The fine wine market started 2011 with a strong monthly performance with positive returns in January while other stock markets have remained relatively weak, according to a new report.
The Liv-ex 100 rose by 2.9% and the Claret Chip by 3.4% and year on year, the indices are up 40.8% and 52.4% respectively.
Evidence is emerging that the market is in a new phase in terms of favoured brands. Lafite, in particular, has underperformed the other first growths for two months in a row, and at precisely the time when Chinese demand might have been expected to be high in advance of the New Year celebrations.
Lafite prices have risen, but only around 2.5% over the two months on average across a range of vintages. It is a welcome trend according to Andrew della Casa, director of The Wine Investment Fund as the concentration of Asian demand on this particular brand has distorted index returns over the last 18 months and led to a number of misleading stories about conditions in the wider market.

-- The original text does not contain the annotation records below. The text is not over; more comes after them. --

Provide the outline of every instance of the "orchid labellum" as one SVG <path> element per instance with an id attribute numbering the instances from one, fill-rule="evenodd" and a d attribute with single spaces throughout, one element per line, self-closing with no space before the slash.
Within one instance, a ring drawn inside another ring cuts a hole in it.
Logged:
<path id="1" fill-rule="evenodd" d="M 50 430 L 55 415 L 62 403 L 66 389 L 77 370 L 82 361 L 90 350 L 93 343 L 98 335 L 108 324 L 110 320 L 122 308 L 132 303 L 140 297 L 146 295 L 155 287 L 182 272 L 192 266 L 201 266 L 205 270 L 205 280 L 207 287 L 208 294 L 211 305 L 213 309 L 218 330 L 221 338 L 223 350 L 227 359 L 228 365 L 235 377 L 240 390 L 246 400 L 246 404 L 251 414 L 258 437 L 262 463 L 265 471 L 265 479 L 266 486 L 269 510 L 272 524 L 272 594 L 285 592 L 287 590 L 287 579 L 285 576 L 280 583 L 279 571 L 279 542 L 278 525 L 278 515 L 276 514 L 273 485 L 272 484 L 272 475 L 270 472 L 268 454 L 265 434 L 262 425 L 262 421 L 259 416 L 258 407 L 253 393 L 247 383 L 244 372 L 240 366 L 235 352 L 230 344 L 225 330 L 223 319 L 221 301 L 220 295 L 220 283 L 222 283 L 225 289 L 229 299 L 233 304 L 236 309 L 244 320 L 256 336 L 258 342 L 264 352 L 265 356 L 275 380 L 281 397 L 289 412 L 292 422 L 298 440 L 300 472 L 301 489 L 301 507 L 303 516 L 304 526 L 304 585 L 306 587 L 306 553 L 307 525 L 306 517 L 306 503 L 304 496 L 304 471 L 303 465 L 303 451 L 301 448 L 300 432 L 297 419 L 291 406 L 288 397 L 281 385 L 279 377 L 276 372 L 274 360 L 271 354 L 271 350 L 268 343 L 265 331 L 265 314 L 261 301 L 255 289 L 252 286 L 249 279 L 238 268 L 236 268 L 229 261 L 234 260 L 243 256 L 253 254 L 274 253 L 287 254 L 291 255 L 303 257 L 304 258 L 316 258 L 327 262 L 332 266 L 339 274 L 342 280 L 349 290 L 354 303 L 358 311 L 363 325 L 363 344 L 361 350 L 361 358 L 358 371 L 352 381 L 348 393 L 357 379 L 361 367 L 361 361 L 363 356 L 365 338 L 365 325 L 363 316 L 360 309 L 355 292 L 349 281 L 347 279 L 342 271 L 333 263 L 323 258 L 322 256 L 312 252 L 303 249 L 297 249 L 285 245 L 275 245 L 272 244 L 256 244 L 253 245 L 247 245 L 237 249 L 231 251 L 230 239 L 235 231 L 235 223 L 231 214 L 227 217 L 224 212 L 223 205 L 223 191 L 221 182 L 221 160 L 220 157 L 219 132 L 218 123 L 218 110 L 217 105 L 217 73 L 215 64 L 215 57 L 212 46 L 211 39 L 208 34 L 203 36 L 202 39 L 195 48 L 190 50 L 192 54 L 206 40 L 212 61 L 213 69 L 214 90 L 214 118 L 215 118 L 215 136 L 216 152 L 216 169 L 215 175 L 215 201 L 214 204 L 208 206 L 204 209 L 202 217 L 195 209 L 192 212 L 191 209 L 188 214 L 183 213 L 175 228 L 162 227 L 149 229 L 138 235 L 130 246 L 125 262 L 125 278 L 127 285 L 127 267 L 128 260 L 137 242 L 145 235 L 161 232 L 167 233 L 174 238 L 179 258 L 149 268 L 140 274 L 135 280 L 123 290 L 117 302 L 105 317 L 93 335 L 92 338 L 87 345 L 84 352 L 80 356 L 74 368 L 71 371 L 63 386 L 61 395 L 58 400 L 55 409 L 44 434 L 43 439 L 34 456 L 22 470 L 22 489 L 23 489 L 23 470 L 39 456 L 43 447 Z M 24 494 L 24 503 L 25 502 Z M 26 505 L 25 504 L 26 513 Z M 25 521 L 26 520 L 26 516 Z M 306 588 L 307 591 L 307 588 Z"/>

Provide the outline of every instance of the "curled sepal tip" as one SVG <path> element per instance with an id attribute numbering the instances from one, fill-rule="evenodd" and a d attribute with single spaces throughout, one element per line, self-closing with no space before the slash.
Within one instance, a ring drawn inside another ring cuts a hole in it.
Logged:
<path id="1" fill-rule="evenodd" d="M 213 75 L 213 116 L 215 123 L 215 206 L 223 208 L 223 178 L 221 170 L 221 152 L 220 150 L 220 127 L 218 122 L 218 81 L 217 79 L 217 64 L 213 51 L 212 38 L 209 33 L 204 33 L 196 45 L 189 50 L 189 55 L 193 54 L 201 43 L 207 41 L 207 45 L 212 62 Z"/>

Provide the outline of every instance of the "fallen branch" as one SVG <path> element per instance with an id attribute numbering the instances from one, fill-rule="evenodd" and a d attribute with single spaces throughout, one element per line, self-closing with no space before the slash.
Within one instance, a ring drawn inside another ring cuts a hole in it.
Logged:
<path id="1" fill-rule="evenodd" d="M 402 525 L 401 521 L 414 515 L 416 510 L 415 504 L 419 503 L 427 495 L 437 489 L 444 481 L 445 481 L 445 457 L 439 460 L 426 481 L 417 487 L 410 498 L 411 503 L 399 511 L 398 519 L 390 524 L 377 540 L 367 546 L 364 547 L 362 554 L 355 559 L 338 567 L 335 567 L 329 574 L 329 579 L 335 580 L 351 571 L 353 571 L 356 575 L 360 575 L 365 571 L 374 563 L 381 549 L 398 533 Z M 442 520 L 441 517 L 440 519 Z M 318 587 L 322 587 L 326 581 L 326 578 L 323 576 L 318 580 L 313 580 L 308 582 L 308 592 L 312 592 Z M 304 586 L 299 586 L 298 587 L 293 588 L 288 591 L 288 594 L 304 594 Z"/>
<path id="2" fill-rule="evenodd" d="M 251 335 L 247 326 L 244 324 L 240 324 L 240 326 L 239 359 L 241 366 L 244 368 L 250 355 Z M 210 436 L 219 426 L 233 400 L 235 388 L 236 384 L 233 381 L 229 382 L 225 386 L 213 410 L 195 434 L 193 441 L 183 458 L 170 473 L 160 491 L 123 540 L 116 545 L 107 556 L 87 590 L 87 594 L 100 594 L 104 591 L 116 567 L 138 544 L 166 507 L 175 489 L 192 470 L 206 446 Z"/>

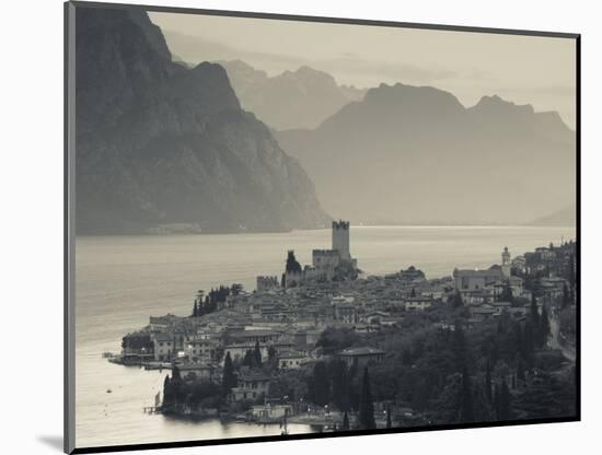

The spotlight in January was taken by Haut Brion and Mouton Rothschild, both increased by an astonishing average of around 9%. Some specific vintages rose by much more, notably 1995 and 1996. Mouton 1996 recorded a remarkable 32% increase in just one month. ‘Mouton is now emerging as the most likely candidate to be the next Lafite, no doubt at least in part due to shrewd marketing associated with the presentation of its bottles.